Among others, the individual tax relief for medical expenses will be up to MYR10,000, encompassing payments made by taxpayers under medical and health insurance or takaful products with co-payment features.
Individual income tax relief of up to MYR1,000 for expenses on sports equipment and activities for self, spouse and child, is to be expanded to parents.
Full medical check-up expenses for parents are also included, limited to MYR1,000, to be expanded to include vaccination.
Medical treatment, special needs and parental care expenses are to be expanded to grandparents, which includes medical treatment at clinics and hospitals, treatment and homecare nursing, daycare centres, and residential care centres; dental treatment not including cosmetic dental treatment; and full medical check-up and vaccination limited to MYR1,000.
Associated Chinese Chambers of Commerce and Industry Malaysia treasurer-general Datuk Koong Lin Loong said since 1967, no tax reliefs had been included to protect the welfare of grandparents.

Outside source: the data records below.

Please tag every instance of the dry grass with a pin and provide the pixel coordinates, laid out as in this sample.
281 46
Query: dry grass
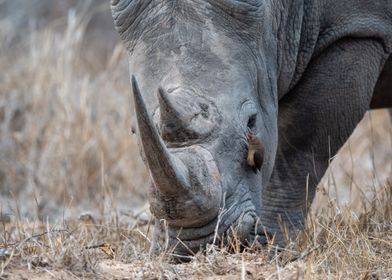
66 148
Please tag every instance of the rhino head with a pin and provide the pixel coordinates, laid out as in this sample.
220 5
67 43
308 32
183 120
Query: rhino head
200 81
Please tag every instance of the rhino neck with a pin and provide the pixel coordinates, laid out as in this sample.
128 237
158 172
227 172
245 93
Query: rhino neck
299 26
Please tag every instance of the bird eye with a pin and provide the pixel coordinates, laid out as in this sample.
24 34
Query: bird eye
252 122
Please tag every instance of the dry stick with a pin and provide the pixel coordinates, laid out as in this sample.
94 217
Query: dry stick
17 243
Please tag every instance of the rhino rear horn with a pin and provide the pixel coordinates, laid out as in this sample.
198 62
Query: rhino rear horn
169 173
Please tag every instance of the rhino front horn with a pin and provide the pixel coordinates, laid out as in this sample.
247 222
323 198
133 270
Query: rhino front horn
170 175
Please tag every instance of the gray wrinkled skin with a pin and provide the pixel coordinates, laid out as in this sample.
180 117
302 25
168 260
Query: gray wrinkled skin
300 74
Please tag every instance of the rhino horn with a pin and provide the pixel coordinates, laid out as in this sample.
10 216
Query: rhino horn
169 173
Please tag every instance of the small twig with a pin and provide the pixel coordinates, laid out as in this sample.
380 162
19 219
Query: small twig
17 243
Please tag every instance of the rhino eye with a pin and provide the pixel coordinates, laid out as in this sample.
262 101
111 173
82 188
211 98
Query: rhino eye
252 121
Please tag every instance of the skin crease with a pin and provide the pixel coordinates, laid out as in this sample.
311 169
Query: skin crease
304 70
255 151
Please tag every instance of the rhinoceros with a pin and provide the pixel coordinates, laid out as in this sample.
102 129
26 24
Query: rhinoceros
298 74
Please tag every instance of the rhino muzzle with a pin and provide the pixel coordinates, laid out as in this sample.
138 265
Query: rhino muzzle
186 187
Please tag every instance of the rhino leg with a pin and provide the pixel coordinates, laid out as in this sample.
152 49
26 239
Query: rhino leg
315 119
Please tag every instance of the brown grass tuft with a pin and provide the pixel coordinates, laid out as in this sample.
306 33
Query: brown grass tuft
71 178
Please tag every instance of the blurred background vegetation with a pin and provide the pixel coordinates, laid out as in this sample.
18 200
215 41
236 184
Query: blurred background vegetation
65 113
65 140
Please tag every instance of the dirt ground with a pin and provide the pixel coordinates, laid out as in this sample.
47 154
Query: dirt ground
73 189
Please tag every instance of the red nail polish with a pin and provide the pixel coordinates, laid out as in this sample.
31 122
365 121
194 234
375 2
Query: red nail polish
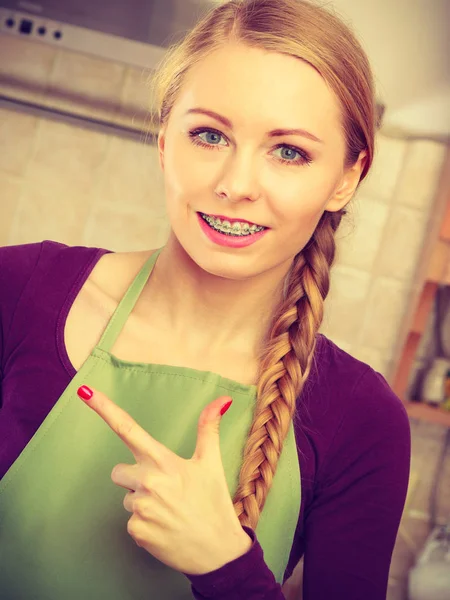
225 407
85 392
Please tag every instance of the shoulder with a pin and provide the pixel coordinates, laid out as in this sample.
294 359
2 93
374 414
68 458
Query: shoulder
54 262
364 420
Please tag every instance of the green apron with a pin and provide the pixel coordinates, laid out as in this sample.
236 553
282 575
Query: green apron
63 527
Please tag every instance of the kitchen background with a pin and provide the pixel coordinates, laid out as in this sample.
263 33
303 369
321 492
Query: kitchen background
73 182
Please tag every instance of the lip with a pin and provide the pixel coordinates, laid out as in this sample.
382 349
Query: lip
231 219
229 241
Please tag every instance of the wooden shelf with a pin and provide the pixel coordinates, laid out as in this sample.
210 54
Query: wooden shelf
433 270
425 412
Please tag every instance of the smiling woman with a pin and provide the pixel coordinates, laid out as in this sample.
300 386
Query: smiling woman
266 116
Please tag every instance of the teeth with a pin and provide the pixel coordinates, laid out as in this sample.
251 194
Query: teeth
237 228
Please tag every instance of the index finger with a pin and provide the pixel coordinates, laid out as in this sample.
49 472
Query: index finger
141 443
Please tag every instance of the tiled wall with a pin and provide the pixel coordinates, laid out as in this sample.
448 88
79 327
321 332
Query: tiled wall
82 187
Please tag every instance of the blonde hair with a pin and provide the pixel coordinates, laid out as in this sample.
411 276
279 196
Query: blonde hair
304 30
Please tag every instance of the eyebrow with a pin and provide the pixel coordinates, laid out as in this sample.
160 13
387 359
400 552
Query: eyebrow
273 133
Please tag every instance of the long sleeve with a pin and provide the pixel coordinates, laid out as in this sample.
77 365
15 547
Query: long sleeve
245 578
352 523
17 263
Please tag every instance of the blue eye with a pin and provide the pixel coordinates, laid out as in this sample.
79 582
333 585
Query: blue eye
304 158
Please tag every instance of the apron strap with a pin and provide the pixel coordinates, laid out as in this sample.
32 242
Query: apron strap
126 305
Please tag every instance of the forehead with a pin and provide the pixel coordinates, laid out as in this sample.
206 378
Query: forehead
250 85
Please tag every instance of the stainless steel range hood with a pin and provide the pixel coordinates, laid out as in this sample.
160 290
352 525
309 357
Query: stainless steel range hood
134 32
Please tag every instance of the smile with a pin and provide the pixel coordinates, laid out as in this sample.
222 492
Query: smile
230 227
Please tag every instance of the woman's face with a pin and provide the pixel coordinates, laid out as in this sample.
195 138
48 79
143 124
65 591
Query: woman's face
285 189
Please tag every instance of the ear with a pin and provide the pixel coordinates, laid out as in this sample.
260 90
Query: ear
161 142
347 186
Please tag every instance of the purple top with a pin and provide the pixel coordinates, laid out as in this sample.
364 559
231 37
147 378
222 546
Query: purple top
353 437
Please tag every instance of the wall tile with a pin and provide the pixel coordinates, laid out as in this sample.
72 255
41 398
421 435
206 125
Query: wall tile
402 243
131 176
25 67
11 190
68 154
124 230
386 305
418 182
359 235
136 101
382 178
345 304
52 210
85 85
17 134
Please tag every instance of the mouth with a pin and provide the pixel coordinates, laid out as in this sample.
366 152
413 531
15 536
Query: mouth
240 227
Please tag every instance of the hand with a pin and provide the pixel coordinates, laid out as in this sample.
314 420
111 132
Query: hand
182 511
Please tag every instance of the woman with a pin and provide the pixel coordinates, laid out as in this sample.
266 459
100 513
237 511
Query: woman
312 458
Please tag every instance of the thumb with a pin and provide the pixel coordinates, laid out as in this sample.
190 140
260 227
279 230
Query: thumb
208 440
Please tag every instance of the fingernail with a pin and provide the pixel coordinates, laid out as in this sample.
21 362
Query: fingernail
225 407
85 392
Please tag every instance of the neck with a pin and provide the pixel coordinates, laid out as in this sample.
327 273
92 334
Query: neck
210 312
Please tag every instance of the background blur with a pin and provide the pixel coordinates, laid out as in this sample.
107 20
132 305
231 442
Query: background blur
79 182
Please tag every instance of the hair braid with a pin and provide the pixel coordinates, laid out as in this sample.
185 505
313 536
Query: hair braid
284 367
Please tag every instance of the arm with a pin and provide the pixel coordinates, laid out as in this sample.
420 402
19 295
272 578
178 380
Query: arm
352 524
351 527
245 578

“This is a good move by the government to highlight the importance of elderly care and show the seriousness of the Madani government in enhancing preventive healthcare for all ages,” he said.
He said such measures listed under Budget 2025 showed that the nation was moving towards having a more caring society.
“That is why, besides taking care of our spouses, or children, we also need to care for our parents and not forget our grandparents too,” he added.
Koong also said there was further tax deduction on childcare allowance paid by employers to employees, to be expanded to include elderly care (parents or grandparents).
Dr Veerinderjeet Singh, a senior advisor on tax policy at KPMG Malaysia PLT, said it was good to expand the coverage of income tax relief to include grandparents although the amount remained the same.
“Allowing grandparents to be covered is just widening the scope of coverage, which some may be able to use and claim relief,” he said.
Malaysia Association of Tax Accountants vice-president Dr Mohd Fairuz A Razak said the expansion of medical tax relief of up to MYR10,000 was good, but it should be increased further in the future.
“In terms of the quantum, it is the same as 2024. This is good but maybe it can be fine-tuned.
“Of course, we understand that it cannot be increased but the coverage has been expanded,” he said.